Filmed entertainment revenues declined 20%, while worldwide theatrical revenues dropped 15%. Worldwide home entertainment revenues dropped 38%.

The studio attributed the drops to lower carryover revenues and declines in home entertainment. Last year, the company was still enjoying contributions from “Mission Impossible – Ghost Protocol.”

Par has been making fewer films than the other studios in the last few years, and released just two films this quarter: “G.I. Joe: Retaliation” and “Hansel and Gretel: Witch Hunters.”

The studio is banking on the performance of its two summmer tentpoles, “Star Trek” and “World War Z.”

“I’m not too worried about the performance of our strong franchises, it’s just a question of how well they will do,” Viacom president and CEO Philippe Dauman told analysts during an earnings call on Wednesday. The exec pointed to cost-cutting measures at the studio, which he said seeks to balance its more expensive pics with smaller-budgeted fare like the “Paranormal Activity” films.

“It’s more about finding the quality than throwing a lot of dollars at it,” he said.

Dauman said the studio is in discussions with Netflix and other digital distribution platforms before the company’s Netflix deal expires at the end of the month.

Excluding one-time costs, adjusted share price dropped 2% from 98 cents to 96 cents a year before. Revenue fell 6% to $3.14 billion. Operating income declined 9% to $847 million, while adjusted net earnings declined to $481 million.

But the dip in share price still beat analyst expectations of 95 cents per share on average, and Viacom stock was up 4% Wednesday morning.

And despite some of the declines, Viacom chairman Sumner Redstone was effusive in his praise for the studio, which released “G.I. Joe” in March. The pic has grossed $350 million worldwide so far.

“Our creative output is booming,” Redstone told analysts on a call on Wednesday, before calling Viacom president and CEO Philippe Dauman “the wisest man I have ever known.”

Dauman emphasized ratings improvement at flagship network Nickelodeon, whose ratings declines marked the company’s 2012 fiscal year. Ratings at Nick are up 9% in the current quarter, “the strongest ratings growth we’ve seen in two years,” according to Dauman.

Nick’s improvement comes from an aggressive investment in new content aimed at young auds. In February, the company unveiled four new shows aimed at preschool kids, including a spinoff of stalwart series “Dora the Explorer.”

All this bodes well for this year’s upfronts, according to Dauman, who said that marketers were “gratified” by the company’s investment in new programming on the air and in the works.
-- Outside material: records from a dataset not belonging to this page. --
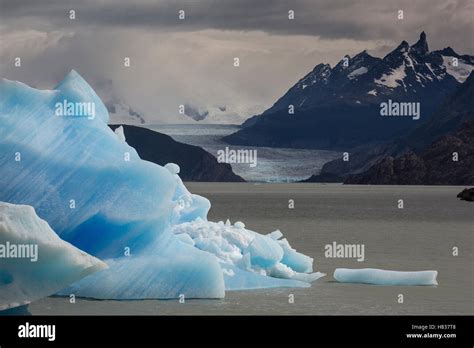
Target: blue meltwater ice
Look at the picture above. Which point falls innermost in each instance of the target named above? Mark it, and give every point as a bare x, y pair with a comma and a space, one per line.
58, 155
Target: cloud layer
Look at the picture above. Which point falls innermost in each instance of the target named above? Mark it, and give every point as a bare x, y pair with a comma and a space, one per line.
191, 61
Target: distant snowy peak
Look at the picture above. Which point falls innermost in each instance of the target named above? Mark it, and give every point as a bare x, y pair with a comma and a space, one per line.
122, 113
217, 114
413, 67
320, 74
460, 70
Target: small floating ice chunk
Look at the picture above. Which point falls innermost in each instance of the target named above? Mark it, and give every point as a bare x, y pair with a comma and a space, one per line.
185, 238
384, 277
264, 252
239, 224
173, 168
120, 134
297, 261
275, 235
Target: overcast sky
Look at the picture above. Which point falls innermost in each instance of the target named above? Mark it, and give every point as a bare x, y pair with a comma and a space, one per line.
191, 61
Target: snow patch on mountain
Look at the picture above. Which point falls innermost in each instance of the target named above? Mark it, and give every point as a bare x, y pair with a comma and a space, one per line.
357, 72
394, 79
460, 72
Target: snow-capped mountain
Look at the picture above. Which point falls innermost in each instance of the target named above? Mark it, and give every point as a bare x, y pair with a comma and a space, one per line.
122, 113
339, 107
216, 114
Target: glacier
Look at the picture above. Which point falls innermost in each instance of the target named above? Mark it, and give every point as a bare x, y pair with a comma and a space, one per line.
55, 265
97, 194
385, 277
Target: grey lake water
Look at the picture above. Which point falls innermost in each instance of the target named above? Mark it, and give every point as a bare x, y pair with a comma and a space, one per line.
273, 164
421, 236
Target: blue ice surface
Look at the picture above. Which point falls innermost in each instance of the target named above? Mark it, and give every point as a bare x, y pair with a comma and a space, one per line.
97, 194
385, 277
264, 251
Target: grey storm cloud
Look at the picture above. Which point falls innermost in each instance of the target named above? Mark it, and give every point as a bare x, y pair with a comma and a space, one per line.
190, 61
361, 19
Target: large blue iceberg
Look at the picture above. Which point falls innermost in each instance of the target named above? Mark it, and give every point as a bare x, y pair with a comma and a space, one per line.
58, 155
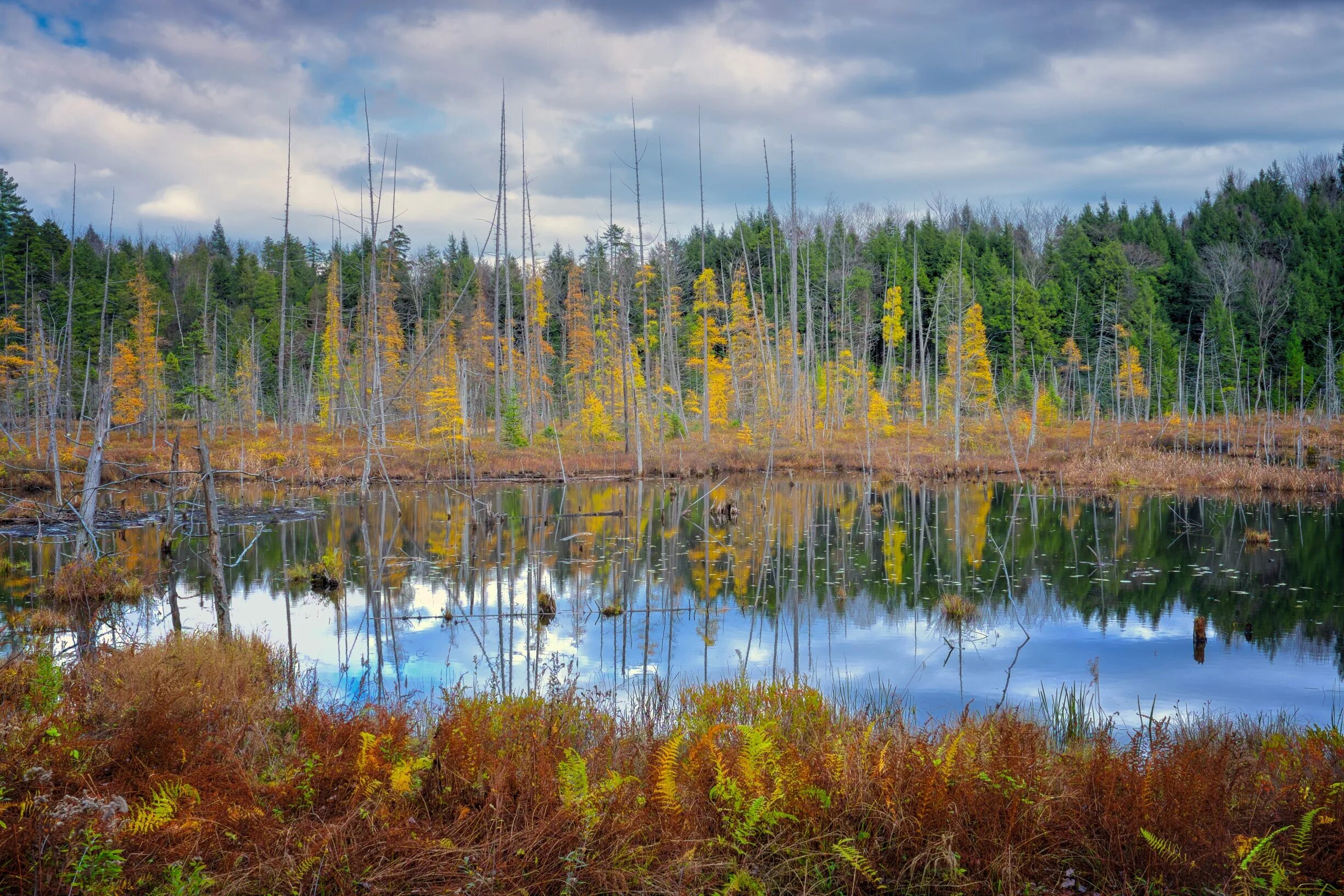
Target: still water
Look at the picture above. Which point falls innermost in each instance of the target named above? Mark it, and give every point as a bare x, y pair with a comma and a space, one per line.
839, 584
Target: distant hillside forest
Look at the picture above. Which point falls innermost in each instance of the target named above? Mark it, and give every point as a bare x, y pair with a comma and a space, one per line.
782, 326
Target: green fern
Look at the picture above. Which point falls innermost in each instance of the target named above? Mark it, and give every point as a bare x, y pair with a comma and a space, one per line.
856, 860
741, 883
160, 808
573, 776
1163, 848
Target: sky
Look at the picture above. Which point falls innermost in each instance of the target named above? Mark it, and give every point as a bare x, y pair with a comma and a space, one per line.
183, 108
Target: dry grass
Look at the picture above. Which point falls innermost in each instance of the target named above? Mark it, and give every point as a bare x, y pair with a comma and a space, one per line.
957, 611
86, 581
188, 755
1144, 455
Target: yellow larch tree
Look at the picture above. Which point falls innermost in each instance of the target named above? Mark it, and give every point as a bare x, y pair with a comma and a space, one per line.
125, 382
247, 389
1130, 382
717, 380
328, 375
14, 355
444, 402
137, 365
743, 347
971, 363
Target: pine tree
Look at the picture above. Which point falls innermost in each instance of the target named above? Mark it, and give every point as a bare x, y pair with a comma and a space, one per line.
444, 402
13, 208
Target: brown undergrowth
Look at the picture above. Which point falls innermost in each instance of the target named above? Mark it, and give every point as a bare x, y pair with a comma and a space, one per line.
1136, 455
188, 765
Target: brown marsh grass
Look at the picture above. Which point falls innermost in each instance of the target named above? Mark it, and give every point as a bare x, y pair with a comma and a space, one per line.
190, 761
1133, 455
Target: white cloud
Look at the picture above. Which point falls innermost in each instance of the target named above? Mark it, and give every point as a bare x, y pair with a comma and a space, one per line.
175, 203
184, 109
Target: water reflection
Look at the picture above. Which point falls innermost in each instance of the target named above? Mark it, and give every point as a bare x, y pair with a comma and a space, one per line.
625, 585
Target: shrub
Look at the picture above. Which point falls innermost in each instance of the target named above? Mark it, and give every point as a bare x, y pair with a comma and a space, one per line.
92, 581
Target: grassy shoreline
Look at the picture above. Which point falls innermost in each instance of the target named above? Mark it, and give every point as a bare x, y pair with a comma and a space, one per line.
1144, 455
191, 762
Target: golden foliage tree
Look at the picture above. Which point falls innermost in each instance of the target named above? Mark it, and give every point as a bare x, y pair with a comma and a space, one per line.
328, 375
968, 358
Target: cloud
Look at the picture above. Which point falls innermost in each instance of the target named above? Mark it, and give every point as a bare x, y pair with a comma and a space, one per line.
175, 203
186, 107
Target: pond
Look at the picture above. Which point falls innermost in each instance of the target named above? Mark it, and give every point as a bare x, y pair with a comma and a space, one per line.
841, 584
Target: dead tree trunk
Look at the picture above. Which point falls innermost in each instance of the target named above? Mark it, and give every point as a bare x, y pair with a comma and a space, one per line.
214, 557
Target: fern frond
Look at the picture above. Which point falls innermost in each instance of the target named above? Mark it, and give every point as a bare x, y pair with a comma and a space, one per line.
1303, 836
757, 755
664, 774
160, 808
573, 776
1262, 851
1163, 848
856, 860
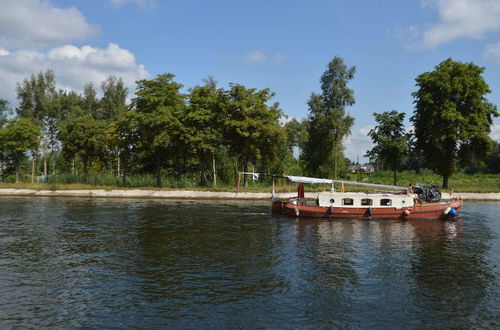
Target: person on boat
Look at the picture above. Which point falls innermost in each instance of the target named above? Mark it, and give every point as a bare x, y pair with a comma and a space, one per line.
410, 191
301, 194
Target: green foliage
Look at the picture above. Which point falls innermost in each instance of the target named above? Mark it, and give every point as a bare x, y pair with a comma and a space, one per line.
112, 104
84, 137
390, 139
297, 134
328, 122
19, 136
158, 105
250, 126
452, 116
4, 112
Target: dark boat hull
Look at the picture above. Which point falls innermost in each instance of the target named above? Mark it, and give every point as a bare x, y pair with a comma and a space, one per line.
418, 211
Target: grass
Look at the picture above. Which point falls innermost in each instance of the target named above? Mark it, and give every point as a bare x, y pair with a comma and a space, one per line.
461, 182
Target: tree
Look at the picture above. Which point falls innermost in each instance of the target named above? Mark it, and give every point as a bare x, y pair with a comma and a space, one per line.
125, 135
390, 139
493, 160
113, 101
201, 127
19, 136
251, 127
452, 116
4, 111
90, 102
86, 137
37, 100
158, 104
328, 121
296, 133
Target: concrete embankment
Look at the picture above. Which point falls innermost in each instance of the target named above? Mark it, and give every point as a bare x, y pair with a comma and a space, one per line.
191, 194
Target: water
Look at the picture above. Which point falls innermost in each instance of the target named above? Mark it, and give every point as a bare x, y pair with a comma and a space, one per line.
67, 263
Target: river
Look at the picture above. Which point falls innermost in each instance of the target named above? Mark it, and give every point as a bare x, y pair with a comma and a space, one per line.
121, 263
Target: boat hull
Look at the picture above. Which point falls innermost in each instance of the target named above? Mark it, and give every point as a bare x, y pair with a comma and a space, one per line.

“The kids upfront marketplace is shaking up well for us,” the exec said, emphasizing the importance of the upcoming holiday season and the toys and video game launches that will come with it. “Our marketers need to be on our Nickelodeon networks.”
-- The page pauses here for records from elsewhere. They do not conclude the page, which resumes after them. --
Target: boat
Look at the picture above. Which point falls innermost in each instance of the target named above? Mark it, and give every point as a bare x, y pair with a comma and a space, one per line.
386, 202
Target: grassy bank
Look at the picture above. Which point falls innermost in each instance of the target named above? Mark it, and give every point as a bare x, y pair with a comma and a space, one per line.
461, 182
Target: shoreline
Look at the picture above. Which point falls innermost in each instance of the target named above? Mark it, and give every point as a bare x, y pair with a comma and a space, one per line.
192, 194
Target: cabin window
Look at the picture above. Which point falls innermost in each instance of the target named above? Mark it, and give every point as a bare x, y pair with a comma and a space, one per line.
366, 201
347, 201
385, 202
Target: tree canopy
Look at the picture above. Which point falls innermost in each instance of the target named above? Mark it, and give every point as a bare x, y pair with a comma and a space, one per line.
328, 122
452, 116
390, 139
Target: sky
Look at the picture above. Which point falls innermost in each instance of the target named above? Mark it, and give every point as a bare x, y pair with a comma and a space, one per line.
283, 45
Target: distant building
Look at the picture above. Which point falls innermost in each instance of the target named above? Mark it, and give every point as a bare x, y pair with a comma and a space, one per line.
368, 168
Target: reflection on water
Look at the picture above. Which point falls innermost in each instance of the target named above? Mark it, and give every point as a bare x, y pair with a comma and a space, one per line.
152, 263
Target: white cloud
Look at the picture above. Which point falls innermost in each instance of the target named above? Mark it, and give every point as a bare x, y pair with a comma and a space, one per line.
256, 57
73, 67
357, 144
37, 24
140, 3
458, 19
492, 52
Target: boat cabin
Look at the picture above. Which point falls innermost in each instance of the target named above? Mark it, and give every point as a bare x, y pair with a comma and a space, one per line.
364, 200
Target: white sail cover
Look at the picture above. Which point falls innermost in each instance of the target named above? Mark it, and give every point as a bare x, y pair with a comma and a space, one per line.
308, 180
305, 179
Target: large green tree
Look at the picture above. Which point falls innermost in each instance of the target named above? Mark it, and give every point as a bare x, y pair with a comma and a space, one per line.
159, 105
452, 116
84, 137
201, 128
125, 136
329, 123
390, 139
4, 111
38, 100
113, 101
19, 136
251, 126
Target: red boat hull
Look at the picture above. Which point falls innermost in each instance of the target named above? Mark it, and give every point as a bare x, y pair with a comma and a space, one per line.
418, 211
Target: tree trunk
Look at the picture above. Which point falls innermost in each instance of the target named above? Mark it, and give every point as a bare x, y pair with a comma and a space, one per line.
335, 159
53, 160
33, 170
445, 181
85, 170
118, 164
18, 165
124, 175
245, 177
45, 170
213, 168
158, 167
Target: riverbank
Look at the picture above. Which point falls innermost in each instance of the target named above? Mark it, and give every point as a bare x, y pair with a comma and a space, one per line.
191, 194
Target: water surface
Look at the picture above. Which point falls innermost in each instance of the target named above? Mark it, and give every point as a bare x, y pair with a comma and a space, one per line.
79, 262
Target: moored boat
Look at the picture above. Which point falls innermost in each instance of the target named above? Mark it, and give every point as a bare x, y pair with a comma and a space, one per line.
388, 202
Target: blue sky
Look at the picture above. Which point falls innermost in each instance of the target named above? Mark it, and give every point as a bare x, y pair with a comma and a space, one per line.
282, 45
Dauman also held up MTV as “The cultural home of the millennial generation,” even as the network has not seen the kind of ratings improvement as Nickelodeon has.

Overall, ad revenue increased 2%.

Viacom is also continuing its aggressive stock buyback program. The conglom repurchased $700 million in its second quarter, and expects to repurchase $2.8 billion in fiscal year 2013.